Current evidence on routine immunization of HIV-1 infected children point out the need for a special vaccine schedule in this population. However, optimal strategies for identifying individuals susceptible to infections, and then offering them sustained protection through appropriate immunization schedule, both in terms of timing and number of vaccine doses, still remain to be elucidated. Understanding the degree of immune recovery after HAART initiation is important in guiding administration of routine vaccination in HIV-1 infected children. Although quantitative measures (e.g., CD4+ T-cell counts and immunoglobulin levels) are frequently performed to evaluate immune parameters, these measures do not fully mirror functional immune recovery. Here, we will review the status of single mandatory and recommended vaccines for HIV-1 infected children in relation to immune recovery after HAART initiation with the aim of identifying new means to help design personalized vaccine schedules for this population.

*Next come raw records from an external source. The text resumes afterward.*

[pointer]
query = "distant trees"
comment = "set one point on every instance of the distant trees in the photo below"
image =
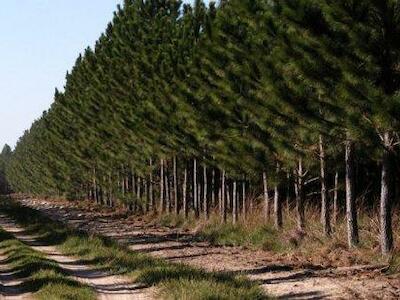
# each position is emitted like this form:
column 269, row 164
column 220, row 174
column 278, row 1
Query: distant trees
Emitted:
column 5, row 157
column 194, row 109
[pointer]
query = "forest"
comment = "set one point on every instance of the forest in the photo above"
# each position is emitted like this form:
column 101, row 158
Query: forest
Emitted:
column 228, row 109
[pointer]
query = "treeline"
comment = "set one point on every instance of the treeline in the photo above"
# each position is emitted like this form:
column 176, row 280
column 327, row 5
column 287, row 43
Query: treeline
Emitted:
column 199, row 109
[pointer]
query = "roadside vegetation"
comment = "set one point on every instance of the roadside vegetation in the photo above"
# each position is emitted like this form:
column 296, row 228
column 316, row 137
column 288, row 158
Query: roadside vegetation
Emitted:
column 40, row 275
column 175, row 281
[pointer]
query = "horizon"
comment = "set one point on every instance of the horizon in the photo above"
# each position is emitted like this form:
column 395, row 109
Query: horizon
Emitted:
column 40, row 44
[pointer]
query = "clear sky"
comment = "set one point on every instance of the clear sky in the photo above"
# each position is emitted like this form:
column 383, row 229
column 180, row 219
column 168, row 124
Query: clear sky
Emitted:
column 39, row 42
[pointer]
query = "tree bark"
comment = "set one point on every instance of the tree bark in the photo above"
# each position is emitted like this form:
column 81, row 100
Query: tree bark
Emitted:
column 213, row 189
column 184, row 198
column 325, row 215
column 151, row 195
column 195, row 200
column 176, row 204
column 223, row 201
column 277, row 203
column 335, row 199
column 299, row 190
column 351, row 210
column 266, row 197
column 386, row 197
column 244, row 199
column 162, row 206
column 234, row 204
column 205, row 202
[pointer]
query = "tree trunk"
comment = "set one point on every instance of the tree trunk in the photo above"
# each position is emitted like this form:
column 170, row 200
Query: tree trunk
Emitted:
column 351, row 210
column 335, row 199
column 176, row 204
column 195, row 200
column 244, row 199
column 205, row 202
column 184, row 187
column 386, row 197
column 151, row 195
column 213, row 189
column 234, row 204
column 162, row 206
column 266, row 197
column 277, row 203
column 325, row 206
column 223, row 201
column 299, row 190
column 167, row 194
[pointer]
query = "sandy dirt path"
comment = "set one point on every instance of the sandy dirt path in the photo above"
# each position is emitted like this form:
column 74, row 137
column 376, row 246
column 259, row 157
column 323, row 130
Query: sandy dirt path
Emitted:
column 107, row 286
column 277, row 275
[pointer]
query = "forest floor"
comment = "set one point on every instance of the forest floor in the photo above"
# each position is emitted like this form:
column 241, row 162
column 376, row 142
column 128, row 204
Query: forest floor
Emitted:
column 278, row 275
column 106, row 286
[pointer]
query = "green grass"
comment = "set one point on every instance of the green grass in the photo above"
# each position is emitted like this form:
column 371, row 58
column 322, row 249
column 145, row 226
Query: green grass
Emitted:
column 42, row 276
column 175, row 281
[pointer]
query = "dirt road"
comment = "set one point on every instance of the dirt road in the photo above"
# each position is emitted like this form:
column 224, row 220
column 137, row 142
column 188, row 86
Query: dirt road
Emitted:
column 106, row 286
column 277, row 275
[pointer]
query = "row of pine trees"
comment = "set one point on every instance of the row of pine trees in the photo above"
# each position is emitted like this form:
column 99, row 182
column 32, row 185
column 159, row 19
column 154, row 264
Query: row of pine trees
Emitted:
column 204, row 108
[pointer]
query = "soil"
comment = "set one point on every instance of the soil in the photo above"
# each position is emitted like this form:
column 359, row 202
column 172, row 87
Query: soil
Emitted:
column 106, row 286
column 278, row 275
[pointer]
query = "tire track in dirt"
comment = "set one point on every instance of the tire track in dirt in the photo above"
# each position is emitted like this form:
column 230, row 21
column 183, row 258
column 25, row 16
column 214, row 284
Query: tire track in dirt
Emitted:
column 107, row 286
column 277, row 276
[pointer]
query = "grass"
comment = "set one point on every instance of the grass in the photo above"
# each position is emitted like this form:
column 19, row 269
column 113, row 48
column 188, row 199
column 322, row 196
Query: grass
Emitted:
column 175, row 281
column 43, row 276
column 302, row 248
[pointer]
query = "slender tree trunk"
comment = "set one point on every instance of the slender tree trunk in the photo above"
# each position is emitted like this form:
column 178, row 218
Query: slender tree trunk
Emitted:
column 277, row 204
column 151, row 195
column 139, row 194
column 325, row 206
column 223, row 201
column 176, row 204
column 244, row 199
column 299, row 190
column 351, row 210
column 386, row 197
column 234, row 204
column 195, row 200
column 213, row 189
column 266, row 197
column 287, row 191
column 162, row 206
column 184, row 197
column 167, row 194
column 205, row 202
column 335, row 199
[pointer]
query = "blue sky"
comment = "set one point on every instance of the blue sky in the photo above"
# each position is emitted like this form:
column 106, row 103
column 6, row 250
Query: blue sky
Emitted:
column 39, row 42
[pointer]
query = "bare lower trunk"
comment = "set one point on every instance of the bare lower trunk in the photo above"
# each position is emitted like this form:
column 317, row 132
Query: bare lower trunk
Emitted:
column 335, row 199
column 205, row 202
column 223, row 198
column 244, row 199
column 277, row 204
column 299, row 190
column 195, row 199
column 151, row 196
column 176, row 204
column 184, row 197
column 351, row 210
column 162, row 206
column 234, row 204
column 266, row 197
column 386, row 197
column 325, row 216
column 213, row 189
column 167, row 194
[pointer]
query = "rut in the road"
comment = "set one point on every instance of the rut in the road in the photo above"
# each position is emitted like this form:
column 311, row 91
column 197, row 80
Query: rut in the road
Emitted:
column 107, row 286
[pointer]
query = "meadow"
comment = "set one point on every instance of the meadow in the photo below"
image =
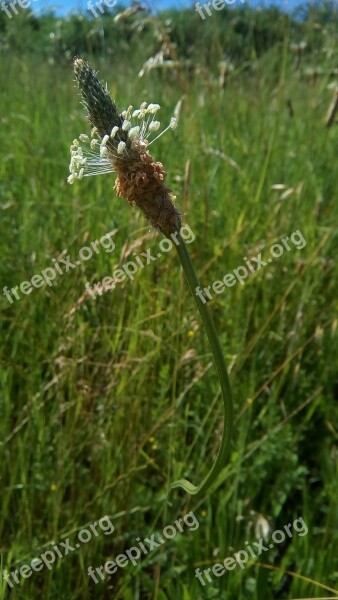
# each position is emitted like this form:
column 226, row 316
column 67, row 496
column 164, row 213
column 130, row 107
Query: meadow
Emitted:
column 106, row 401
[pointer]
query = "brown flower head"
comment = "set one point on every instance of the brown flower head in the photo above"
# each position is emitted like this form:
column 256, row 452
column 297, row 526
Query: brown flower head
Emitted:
column 119, row 142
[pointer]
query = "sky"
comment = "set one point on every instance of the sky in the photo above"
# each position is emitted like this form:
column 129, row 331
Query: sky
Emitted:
column 66, row 6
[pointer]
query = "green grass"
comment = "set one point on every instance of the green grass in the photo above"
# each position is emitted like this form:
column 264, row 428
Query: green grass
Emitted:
column 106, row 402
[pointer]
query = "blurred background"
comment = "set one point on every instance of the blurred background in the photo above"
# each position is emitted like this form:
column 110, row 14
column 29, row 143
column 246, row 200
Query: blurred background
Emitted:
column 106, row 401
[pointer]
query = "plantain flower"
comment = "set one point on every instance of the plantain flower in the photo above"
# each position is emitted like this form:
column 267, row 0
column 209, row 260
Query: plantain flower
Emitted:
column 119, row 143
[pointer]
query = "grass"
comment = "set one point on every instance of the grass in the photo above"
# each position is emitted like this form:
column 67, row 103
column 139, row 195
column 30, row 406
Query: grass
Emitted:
column 106, row 402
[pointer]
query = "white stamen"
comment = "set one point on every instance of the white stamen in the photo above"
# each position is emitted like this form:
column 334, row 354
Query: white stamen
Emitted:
column 126, row 125
column 121, row 147
column 133, row 133
column 153, row 108
column 154, row 126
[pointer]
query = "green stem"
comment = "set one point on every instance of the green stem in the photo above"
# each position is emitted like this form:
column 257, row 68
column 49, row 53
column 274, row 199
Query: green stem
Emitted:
column 216, row 349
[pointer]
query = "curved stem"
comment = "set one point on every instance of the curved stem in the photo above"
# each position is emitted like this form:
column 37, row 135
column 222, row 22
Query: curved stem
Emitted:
column 216, row 349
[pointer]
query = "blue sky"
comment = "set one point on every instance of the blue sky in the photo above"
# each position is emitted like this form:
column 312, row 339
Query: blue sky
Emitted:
column 66, row 6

目前关于 HIV-1 感染儿童常规免疫接种的证据表明,该人群需要特殊的疫苗接种计划。然而,确定易感染个体的最佳策略,以及通过适当的免疫接种时间表(无论是在时间还是疫苗剂量方面)为他们提供持续保护,仍有待阐明。了解 HAART 启动后免疫恢复的程度对于指导 HIV-1 感染儿童的常规疫苗接种非常重要。尽管经常进行定量测量(例如 CD4+T 细胞计数和免疫球蛋白水平)来评估免疫参数,但这些测量并不能完全反映功能性免疫恢复。在这里,我们将回顾与 HAART 启动后免疫恢复相关的 HIV-1 感染儿童的单一强制性和推荐疫苗的现状,目的是确定新的方法来帮助为该人群设计个性化的疫苗接种计划。